AUSTIN (KXAN) — The summer can be a time for kids to relax after a busy school year, but recent studies show for certain students the two month break can do more harm than good.

According to the National Summer Learning Association (NSLA), low-income students can lose more than two months in reading achievement despite the fact that their middle-class peers make slight gains.

Teachers at Houston Elementary School in Southeast Austin have seen the problem first hand.

“We see their reading level at the end of the year sometimes they can drop a level or two levels over the summer,” said Heather Augustine.

The campus which serves low-income families applied for a grant to help pay for a summer reading camp, but the request was denied. The campus raised money on their own to send every child home with two books for the summer.
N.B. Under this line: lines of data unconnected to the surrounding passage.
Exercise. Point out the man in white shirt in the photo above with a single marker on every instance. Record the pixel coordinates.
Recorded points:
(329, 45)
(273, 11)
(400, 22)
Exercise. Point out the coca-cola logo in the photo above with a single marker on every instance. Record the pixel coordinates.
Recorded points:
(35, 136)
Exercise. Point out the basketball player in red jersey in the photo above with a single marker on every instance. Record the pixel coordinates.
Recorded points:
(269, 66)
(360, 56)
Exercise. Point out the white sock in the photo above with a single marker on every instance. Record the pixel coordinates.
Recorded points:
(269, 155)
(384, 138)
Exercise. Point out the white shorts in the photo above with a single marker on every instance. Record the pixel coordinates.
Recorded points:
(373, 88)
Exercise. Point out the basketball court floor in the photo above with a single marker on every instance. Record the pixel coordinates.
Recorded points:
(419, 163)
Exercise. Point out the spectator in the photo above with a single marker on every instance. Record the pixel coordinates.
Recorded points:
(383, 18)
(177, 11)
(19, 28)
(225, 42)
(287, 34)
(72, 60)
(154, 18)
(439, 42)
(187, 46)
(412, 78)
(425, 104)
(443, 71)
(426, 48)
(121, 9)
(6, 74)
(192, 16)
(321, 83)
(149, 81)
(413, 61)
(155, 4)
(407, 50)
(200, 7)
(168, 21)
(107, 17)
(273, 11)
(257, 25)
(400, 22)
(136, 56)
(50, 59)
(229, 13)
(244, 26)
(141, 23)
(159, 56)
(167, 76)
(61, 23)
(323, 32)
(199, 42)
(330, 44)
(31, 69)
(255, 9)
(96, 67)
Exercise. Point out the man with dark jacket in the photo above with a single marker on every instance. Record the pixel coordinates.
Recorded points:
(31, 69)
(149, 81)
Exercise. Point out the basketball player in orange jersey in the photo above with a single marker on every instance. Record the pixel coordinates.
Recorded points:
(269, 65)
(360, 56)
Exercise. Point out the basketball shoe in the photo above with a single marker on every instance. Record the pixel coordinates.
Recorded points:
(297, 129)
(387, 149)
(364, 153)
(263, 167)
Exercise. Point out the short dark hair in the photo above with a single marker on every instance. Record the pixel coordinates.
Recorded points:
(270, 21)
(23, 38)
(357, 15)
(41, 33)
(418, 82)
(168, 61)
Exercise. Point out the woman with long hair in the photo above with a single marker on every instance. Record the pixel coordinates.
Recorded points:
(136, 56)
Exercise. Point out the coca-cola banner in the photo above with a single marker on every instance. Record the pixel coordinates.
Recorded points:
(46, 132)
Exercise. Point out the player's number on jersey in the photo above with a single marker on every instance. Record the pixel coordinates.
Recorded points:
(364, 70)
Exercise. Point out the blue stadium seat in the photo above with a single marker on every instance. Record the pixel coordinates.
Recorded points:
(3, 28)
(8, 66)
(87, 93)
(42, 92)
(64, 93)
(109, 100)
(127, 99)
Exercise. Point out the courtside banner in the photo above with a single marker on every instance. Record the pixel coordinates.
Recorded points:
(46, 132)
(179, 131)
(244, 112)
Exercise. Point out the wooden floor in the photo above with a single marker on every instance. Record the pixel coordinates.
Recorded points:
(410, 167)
They wanted to provide a way for students to exchange the books for new ones, so they decided to open a summer lending library on Thursdays from 11 a.m. to 1 p.m.

“I was really nervous that on the first day no kids would come and I would be sitting here with 600 books,” said Augustine.

On the first day, more than 60 kids showed up.

“Reading helps you learn things,” said 9-year-old Roney, a third grader at Houston Elementary.

E3 Alliance, an education collaborative in Austin, is joining other groups across the country to raise awareness about summer learning loss among economically disadvantaged students.

“Imagine at fifth grade those low income kids can be more than a year behind their non low income peers just because of summer,” said Laura Koenig, Director of School Readiness for E3 Alliance.

They are working with partners like the KDK Harman Foundation to provide free, accessible summer camps.

Back at Houston Elementary, teachers know their efforts will pay off.

‘At the beginning of the year we’ll be able to see kids that are still excited about reading, still motivated and ready to start the new school year,” said Augustine.